Guevara is an excellent scholar athlete that school officials are fortunate to have representing Chesapeake High in the Young Women Leaders Program, according to Chesapeake High School Principal Amy L. Wesloski.

“She currently ranks seventh in her class and is beyond exceptional,” Wesloski said. “Lesly is an optimist and likes to be challenged. She is an active member of our JROTC program, the captain of the varsity soccer team, member of the Spanish honor society, as well as a member of GEM (Girl’s Empowerment Mission). She does all this while also working at Middle River Pizzeria. Lesly strives to be the best and experience different things. She is excited for the opportunity to network and learn more about what Towson University has to offer. I believe that being paired with a mentor will provide Lesly with a great opportunity to be coached and counseled as she prepares for her life after high school.”

Guevara is in the JROTC program at Chesapeake High, operating as a supply officer.

“I witnessed her leadership skills when we had a formal visit from the regional director of the Marine Corp JROTC program. She was able to give a formal brief to the commanding officer,” she noted.

Ramirez is ranked no. 4 in her class and has engaged in a number of AP and dual-enrollment courses with success, according to Overlea High School Principal Monica C. Sample.

“She is able to balance her academics and participate in extracurricular activities along with service in her community,” Sample said.
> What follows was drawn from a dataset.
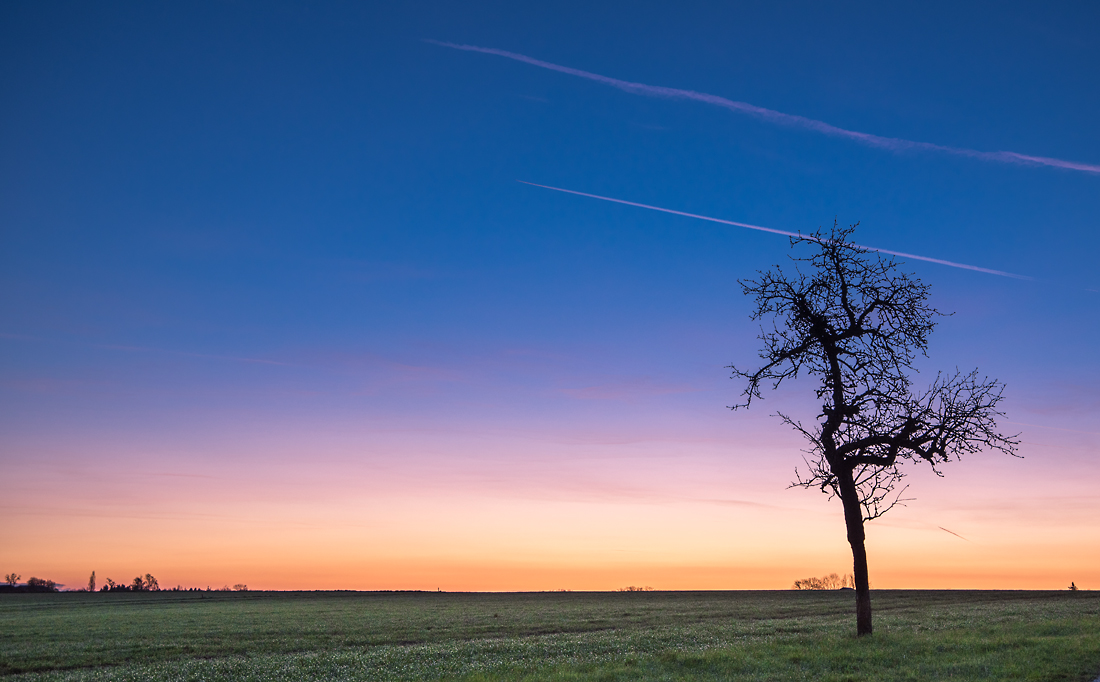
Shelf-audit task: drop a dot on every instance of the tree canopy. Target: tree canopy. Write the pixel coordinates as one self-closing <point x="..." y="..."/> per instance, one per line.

Perry Hall High’s School Counselor, Caitlin Furman said she knows Karalyn Varricchio well and in numerous settings.

“She has always stood out to me,” Furman said. “The first thing you will notice about Kara is that she always has a smile on her face. She is wonderful to be around, and her positive energy spreads to everyone around her. In school, she is a friend that can always be counted on. She has encountered some difficult personal obstacles this year and has handled it all with such grace. Even while struggling herself, she continued to be an extraordinary friend. She speaks up when she sees others in need. She is reliable and is always willing to lend a hand to help those around her. In the classroom, Kara is always participating and sharing her thoughts and ideas. She helps other students when the teacher gives the opportunity for group collaboration.”

Through this initiative, Furman hopes to see Varricchio really find her voice.

“She is full of wonderful ideas and insights, and I really hope she uses this platform to share those thoughts with others. I also hope that Kara then uses her voice and this experience to help others in our school and community.”

According to Spence, officials at Towson University are engaging in female leadership programs because there are male programs already in place.

Towson University officials said they are appreciative of the support they receive from BCPS.